Di mata Djarot B. Darsono, Indonesia adalah negara kaya. Tak hanya alamnya saja, Indonesia juga dilimpahi bermacam suku, agama, ras, dan kebudayaan. Hidup dalam keberagaman sudah menjadi santapan sehari-hari bagi masyarakat di negara ini.
Seiring waktu berjalan, keberagaman itu semakin meluas. Manusia-manusia Indonesia dihadapkan pada perkembangan zaman, yang menyuguhkan beragam pola pemikiran. Di situlah Djarot merasa cemas. Seniman kawakan itu khawatir jikalau masyarakat Indonesia tidak bisa memilah apa-apa saja yang dibawa dalam era modern.
Sebagai seorang seniman, Djarot menyampaikan kecemasannya itu dalam sebuah pementasan teater tari berjudul Angon Angin, yang dipertunjukkan di Bentara Budaya Balai Soedjatmoko, Solo, Selasa (12/4/2016) malam.
“Aku merasa gundah, merasa haus akan sesuatu yang dekat,” ucap salah seorang penari. Ketujuh penari yang mengenakan kostum basahan batik melenggak-lenggok halus di atas panggung. Dialog-dialog tersirat yang penuh pertanyaan terhadap diri sendiri dan lingkungan, terucap dari bibir mereka.

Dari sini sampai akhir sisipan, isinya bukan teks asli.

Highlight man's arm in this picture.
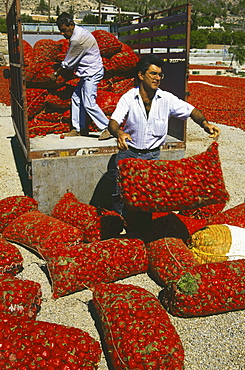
[108,119,132,150]
[190,108,220,138]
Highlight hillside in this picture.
[0,0,245,26]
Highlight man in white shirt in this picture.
[51,12,111,140]
[108,54,220,213]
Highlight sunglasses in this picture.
[148,71,164,80]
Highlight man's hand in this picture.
[117,130,132,150]
[48,72,58,82]
[203,121,220,139]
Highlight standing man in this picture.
[108,54,220,214]
[50,12,111,140]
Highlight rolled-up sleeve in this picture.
[61,40,85,69]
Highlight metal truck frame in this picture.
[6,0,191,214]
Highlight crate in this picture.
[7,0,190,214]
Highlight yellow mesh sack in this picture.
[188,225,232,263]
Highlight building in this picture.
[197,22,225,31]
[76,4,141,22]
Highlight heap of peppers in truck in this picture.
[23,30,138,137]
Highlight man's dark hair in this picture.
[56,12,75,27]
[135,54,164,76]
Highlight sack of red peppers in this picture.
[39,237,148,298]
[51,192,124,243]
[0,195,38,233]
[3,211,83,251]
[93,284,184,370]
[0,274,42,319]
[118,142,229,212]
[0,313,102,370]
[147,238,245,317]
[0,237,23,275]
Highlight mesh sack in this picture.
[0,314,102,370]
[26,89,48,119]
[39,237,148,298]
[46,85,74,110]
[147,237,198,287]
[160,259,245,317]
[110,44,139,74]
[51,192,124,242]
[56,39,69,62]
[3,211,83,251]
[0,195,38,232]
[28,109,70,137]
[0,275,42,319]
[92,30,122,58]
[26,62,65,88]
[0,237,23,275]
[188,225,232,264]
[33,39,61,65]
[22,40,33,66]
[207,203,245,228]
[93,284,184,370]
[144,213,190,244]
[181,202,226,219]
[118,142,229,212]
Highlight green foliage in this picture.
[21,13,37,23]
[190,30,245,49]
[190,30,208,49]
[36,0,49,14]
[0,18,7,33]
[82,14,99,24]
[228,45,245,66]
[55,5,60,17]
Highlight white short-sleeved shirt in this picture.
[61,25,103,77]
[111,87,194,149]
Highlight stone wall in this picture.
[0,32,9,66]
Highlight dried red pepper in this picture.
[3,211,83,251]
[118,142,229,212]
[93,284,184,370]
[0,237,23,275]
[0,314,102,370]
[51,192,124,242]
[0,275,42,319]
[0,195,38,232]
[38,237,148,298]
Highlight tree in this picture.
[82,14,99,24]
[0,18,7,33]
[21,13,35,23]
[56,5,60,17]
[190,30,208,49]
[36,0,49,14]
[228,45,245,66]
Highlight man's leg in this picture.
[81,74,109,130]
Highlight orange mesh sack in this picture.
[188,224,245,264]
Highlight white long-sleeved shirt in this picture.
[61,25,103,77]
[111,87,194,149]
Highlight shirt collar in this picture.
[134,86,162,99]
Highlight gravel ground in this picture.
[0,105,245,370]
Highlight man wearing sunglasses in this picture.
[108,54,220,217]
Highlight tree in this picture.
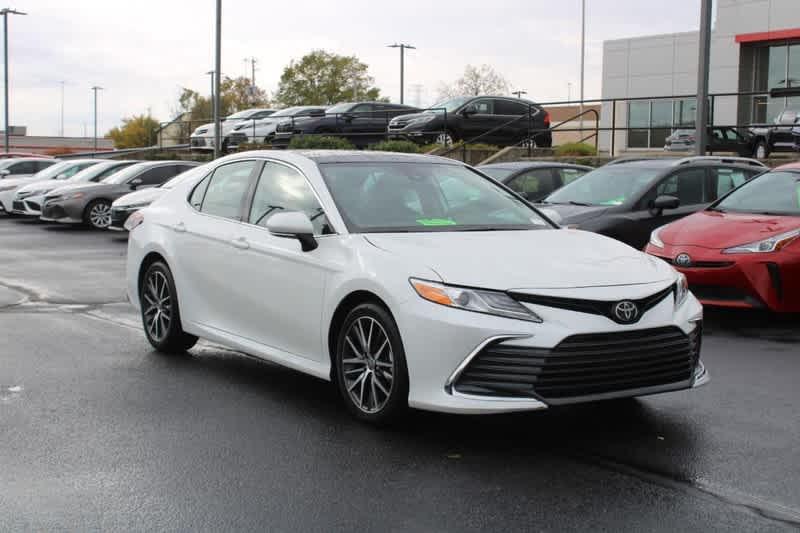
[174,76,269,121]
[106,113,159,148]
[439,65,509,100]
[275,50,380,106]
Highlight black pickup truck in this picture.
[750,109,800,159]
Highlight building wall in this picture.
[600,0,800,151]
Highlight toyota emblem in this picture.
[675,254,692,267]
[614,300,639,324]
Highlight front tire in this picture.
[83,200,111,229]
[139,261,197,353]
[334,303,408,425]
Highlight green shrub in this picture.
[289,135,355,150]
[369,140,420,154]
[555,143,597,156]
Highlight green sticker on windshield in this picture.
[417,218,457,226]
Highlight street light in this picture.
[0,7,27,153]
[92,85,103,157]
[388,43,417,104]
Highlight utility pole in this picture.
[0,7,27,153]
[580,0,584,140]
[388,43,417,104]
[58,80,66,137]
[92,85,103,157]
[214,0,222,159]
[694,0,711,155]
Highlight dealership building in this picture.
[600,0,800,153]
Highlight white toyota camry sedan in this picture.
[126,151,709,422]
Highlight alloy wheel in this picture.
[89,202,111,229]
[340,316,395,413]
[142,270,172,342]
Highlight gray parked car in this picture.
[40,161,199,229]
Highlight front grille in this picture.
[454,325,702,403]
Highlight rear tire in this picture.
[334,303,408,425]
[83,200,111,229]
[139,261,197,354]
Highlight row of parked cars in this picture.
[0,158,199,229]
[190,96,552,151]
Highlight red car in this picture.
[645,163,800,312]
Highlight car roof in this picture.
[477,161,593,170]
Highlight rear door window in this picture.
[197,161,257,220]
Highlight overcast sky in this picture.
[9,0,700,136]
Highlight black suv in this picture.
[388,96,553,148]
[750,109,800,159]
[272,102,419,147]
[541,156,769,250]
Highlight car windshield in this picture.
[325,104,355,115]
[425,96,472,113]
[102,163,148,185]
[544,164,662,205]
[478,167,514,180]
[709,170,800,216]
[34,161,76,180]
[161,165,208,189]
[320,162,552,233]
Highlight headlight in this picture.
[722,228,800,254]
[650,226,667,248]
[675,272,689,309]
[409,278,542,322]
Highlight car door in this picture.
[229,161,334,363]
[460,98,496,143]
[772,109,798,150]
[506,168,558,202]
[628,167,711,250]
[172,159,261,336]
[490,98,535,146]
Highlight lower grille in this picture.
[454,325,702,403]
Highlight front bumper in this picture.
[39,200,84,224]
[393,284,709,414]
[646,245,800,313]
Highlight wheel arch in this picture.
[327,289,394,382]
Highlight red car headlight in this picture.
[722,228,800,254]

Sebatang lidi yang pemain genggam, berulang kali dilecutkan ke udara. Tak hanya sebagai properti, lidi juga difungsikan menjadi alat musik. Suara desiran lidi saat membelah udara, mengiringi gerak tubuh ketujuh penari. Itulah cara Djarot untuk menghadirkan angin dalam pementasannya.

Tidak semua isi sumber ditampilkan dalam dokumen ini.